Moria: Debatte um Hilfe treibt Keil zwischen Grüne und ÖVP

Wohl auch um den Kritikern den Wind aus den Segeln zu nehmen, vereinbarte die türkise Regierungsspitze am Wochenende mit den Grünen zwei Maßnahmen: Bereits nächste Woche sollen vom Innenministerium 400 voll ausgestattete Unterkünfte für 2000 Personen nach Griechenland geschickt werden. Mit an Bord der Maschinen nach Lesbos sollen ein Arzt und zehn Sanitäter des Bundesheeres sein.

Darüber hinaus will die Bundesregierung den Auslandskatastrophenfonds von 25 auf 50 Millionen Euro verdoppeln – und zwar beginnend mit 2020; bis Ende der Legislaturperiode wird das Volumen auf 60 Millionen Euro ansteigen.

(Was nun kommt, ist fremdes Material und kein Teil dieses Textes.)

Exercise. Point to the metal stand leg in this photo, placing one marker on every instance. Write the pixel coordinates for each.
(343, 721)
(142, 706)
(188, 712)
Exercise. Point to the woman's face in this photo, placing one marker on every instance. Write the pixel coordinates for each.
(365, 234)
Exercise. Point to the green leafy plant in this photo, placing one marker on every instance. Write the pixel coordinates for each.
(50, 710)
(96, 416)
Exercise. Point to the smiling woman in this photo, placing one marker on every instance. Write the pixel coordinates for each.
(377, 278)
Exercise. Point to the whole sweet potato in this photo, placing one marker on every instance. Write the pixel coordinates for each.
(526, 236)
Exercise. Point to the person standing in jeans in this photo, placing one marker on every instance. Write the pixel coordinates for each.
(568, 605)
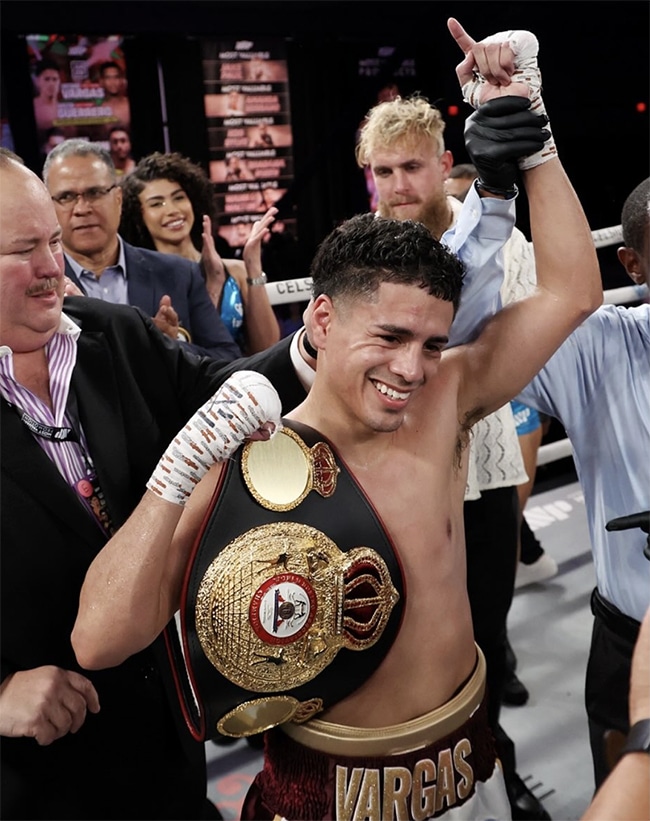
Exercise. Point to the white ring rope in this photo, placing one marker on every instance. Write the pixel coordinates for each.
(299, 290)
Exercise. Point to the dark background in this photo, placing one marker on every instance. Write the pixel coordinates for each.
(593, 56)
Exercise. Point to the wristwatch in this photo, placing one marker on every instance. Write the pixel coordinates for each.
(638, 739)
(260, 280)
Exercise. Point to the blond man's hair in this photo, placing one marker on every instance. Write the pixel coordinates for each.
(412, 119)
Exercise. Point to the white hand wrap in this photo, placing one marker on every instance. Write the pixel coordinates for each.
(525, 48)
(244, 402)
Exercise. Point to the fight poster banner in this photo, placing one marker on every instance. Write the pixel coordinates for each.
(80, 87)
(249, 132)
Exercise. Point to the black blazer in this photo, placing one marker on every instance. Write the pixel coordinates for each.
(134, 389)
(151, 275)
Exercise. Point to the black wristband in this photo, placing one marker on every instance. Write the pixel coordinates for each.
(506, 193)
(638, 739)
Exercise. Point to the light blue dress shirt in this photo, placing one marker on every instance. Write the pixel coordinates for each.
(111, 285)
(482, 228)
(598, 385)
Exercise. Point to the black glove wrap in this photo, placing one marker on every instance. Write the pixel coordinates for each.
(497, 134)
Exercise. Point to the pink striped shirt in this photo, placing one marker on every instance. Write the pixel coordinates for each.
(61, 353)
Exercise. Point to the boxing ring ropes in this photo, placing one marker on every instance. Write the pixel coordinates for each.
(299, 290)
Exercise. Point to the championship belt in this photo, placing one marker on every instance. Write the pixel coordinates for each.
(291, 576)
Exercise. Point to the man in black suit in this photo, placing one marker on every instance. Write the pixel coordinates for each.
(83, 183)
(89, 399)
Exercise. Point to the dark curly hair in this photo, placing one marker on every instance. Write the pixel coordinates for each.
(355, 258)
(157, 166)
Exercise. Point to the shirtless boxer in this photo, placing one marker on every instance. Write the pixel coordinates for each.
(412, 739)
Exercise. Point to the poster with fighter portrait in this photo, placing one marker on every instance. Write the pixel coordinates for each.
(246, 98)
(80, 87)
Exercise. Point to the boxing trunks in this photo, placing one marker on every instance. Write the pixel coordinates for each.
(441, 765)
(293, 594)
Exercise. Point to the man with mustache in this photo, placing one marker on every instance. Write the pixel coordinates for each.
(391, 412)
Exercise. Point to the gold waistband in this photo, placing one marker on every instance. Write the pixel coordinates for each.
(339, 739)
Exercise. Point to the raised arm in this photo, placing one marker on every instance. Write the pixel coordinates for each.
(260, 322)
(517, 342)
(132, 588)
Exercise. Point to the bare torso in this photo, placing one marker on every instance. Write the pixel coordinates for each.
(417, 485)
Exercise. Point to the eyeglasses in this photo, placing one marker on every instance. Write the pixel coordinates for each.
(68, 199)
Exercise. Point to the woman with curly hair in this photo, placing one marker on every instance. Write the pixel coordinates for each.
(162, 200)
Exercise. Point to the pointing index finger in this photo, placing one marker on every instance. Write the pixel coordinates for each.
(465, 42)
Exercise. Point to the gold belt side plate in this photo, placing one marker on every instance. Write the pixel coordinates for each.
(280, 472)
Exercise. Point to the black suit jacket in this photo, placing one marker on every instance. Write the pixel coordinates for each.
(134, 390)
(151, 275)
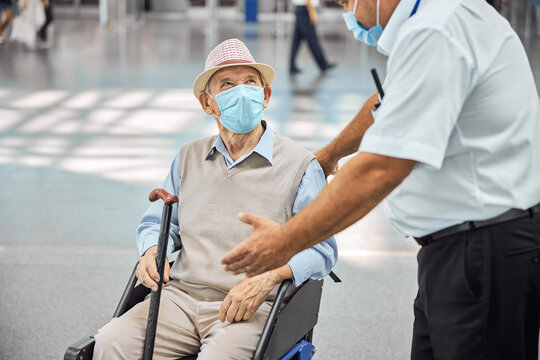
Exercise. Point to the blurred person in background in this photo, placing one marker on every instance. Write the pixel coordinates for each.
(42, 33)
(304, 29)
(5, 16)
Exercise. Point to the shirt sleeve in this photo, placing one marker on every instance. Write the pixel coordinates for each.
(148, 229)
(429, 77)
(315, 262)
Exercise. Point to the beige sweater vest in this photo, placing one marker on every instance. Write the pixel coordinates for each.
(211, 196)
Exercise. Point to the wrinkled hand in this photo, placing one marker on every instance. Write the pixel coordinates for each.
(244, 299)
(263, 250)
(147, 269)
(329, 166)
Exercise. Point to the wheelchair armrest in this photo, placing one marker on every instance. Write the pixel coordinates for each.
(81, 350)
(287, 325)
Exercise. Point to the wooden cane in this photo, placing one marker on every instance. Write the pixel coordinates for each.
(151, 326)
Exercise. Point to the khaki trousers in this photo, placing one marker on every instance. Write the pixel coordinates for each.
(186, 326)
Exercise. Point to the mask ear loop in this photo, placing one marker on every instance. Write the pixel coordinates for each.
(355, 7)
(208, 93)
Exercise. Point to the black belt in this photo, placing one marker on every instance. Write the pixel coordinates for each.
(512, 214)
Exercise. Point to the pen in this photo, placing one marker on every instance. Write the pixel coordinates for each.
(379, 87)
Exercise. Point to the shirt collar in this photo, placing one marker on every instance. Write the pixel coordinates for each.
(265, 147)
(399, 16)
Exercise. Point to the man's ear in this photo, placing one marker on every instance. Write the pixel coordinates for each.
(267, 93)
(204, 100)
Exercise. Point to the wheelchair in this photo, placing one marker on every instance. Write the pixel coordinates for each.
(287, 334)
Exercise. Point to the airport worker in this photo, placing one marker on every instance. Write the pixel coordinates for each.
(454, 148)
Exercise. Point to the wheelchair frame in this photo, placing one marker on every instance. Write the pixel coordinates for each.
(287, 333)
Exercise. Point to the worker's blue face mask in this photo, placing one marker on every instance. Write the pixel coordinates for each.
(367, 36)
(241, 108)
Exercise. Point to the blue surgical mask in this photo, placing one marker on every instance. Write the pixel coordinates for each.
(241, 108)
(367, 36)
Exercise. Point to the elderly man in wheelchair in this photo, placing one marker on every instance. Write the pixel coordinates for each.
(247, 167)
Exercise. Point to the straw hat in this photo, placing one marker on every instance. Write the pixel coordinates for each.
(231, 52)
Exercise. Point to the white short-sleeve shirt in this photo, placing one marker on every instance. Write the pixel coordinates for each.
(460, 100)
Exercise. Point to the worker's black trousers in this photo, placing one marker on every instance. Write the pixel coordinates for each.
(479, 294)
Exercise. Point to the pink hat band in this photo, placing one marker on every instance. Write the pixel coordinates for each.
(231, 52)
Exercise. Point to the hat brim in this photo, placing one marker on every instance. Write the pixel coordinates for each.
(266, 71)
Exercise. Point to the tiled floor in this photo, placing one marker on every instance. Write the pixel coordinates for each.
(89, 127)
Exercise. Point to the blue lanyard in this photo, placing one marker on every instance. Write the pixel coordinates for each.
(415, 8)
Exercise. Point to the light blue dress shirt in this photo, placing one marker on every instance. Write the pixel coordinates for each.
(314, 263)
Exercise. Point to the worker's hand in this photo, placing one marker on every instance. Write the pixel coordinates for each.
(313, 16)
(263, 250)
(244, 299)
(147, 269)
(329, 165)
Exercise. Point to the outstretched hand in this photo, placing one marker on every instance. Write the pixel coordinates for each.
(265, 249)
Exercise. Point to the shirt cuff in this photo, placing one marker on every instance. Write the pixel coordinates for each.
(153, 241)
(403, 149)
(301, 268)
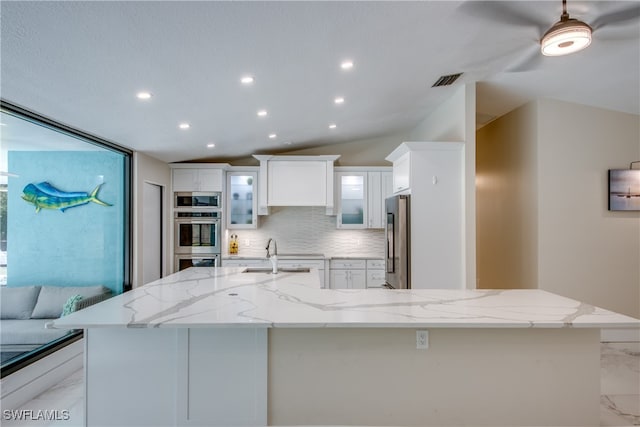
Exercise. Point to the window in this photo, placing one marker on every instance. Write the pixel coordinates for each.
(64, 229)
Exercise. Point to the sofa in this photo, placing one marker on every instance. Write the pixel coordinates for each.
(25, 310)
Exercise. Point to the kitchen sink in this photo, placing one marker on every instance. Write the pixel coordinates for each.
(280, 270)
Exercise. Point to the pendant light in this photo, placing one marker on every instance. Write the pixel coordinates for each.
(566, 36)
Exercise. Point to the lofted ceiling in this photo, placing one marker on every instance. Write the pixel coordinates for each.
(82, 63)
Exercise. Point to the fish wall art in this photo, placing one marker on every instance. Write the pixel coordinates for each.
(46, 196)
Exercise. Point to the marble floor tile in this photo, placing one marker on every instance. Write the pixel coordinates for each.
(60, 406)
(620, 384)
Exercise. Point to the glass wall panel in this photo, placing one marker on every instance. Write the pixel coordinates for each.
(63, 229)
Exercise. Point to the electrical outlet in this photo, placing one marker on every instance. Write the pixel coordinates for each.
(422, 340)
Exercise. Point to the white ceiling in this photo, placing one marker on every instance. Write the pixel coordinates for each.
(81, 63)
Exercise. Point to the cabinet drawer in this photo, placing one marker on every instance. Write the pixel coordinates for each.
(348, 264)
(245, 262)
(375, 264)
(375, 278)
(310, 263)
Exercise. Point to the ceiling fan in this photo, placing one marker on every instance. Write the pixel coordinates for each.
(568, 35)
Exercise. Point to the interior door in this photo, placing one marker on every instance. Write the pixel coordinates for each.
(151, 233)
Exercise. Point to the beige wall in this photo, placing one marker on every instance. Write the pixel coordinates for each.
(148, 169)
(585, 251)
(506, 190)
(542, 204)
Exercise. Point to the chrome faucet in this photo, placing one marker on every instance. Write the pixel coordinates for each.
(273, 257)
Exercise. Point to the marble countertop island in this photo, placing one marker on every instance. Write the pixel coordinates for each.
(229, 297)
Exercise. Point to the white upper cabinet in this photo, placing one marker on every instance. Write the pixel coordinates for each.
(295, 181)
(196, 177)
(360, 196)
(380, 186)
(402, 173)
(241, 206)
(352, 199)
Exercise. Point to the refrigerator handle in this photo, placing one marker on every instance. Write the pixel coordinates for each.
(390, 262)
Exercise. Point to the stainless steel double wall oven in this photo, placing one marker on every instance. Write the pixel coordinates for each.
(197, 229)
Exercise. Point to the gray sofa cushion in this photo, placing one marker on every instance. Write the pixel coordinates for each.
(17, 302)
(30, 331)
(52, 299)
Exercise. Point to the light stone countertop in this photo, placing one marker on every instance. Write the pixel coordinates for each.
(227, 297)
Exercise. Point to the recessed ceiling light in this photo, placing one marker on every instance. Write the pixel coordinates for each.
(144, 95)
(247, 80)
(346, 64)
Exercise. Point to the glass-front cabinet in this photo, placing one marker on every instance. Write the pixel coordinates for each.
(352, 202)
(241, 200)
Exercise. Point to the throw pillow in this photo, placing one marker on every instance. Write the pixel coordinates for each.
(17, 302)
(52, 298)
(70, 306)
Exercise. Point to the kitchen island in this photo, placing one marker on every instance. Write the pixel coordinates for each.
(218, 346)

Moria: Debatte um Hilfe treibt Keil zwischen Grüne und ÖVP

Die Debatte um die Aufnahme von Flüchtlingskindern ist damit freilich nicht erledigt. Denn während Bundeskanzler Sebastian Kurz zuletzt darauf hingewiesen hat, dass Österreich allein im Jahr 2020 schon 3700 Kinder aufgenommen hat, sagte Vizekanzler Kogler noch am Samstag beim Wahlkampfauftakt der Wiener Grünen, dass neben der Klima- und Corona-Krise auch eine "Menschlichkeitskrise" zu bekämpfen sei. Kogler: "Wenn es darum geht, Kinder von den Elendslagern auf griechischen Inseln wegzubringen, dann stehen wir da sicherlich auf der Seite der Menschlichkeit und des europäischen Geists der Solidarität. Birgit Hebein hat hundert Plätze für Kinder in Wien angeboten. Danke dafür! Wir werden auf Bundesebene auch nicht locker lassen.“

Herbe Hebein

Die angesprochene Wiener Vizebürgermeisterin ließ es in ihrer Wahlkampfrede an Schärfe gegenüber "den Türkisen", wie sie die Kanzlrpartei nennt, nicht fehlen. "Mir reicht diese Diskussion an Unmenschlichkeit. Wir führen diese Debatte, weil wir Wiener Wahlkampf haben. Der türkisen Partei ist es wichtiger, 100 Stimmen von der FPÖ zu bekommen als 100 Kinder zu retten", sagte Hebein unter großem Applaus der anwesenden grünen Funktionäre. Auch die Minister - das gesamte Regierungsteam von Rudolf Anschober über Leonore Gewessler und Alma Zadic bis zum Vizekanzler - saß in der ersten Reihe und applaudierte.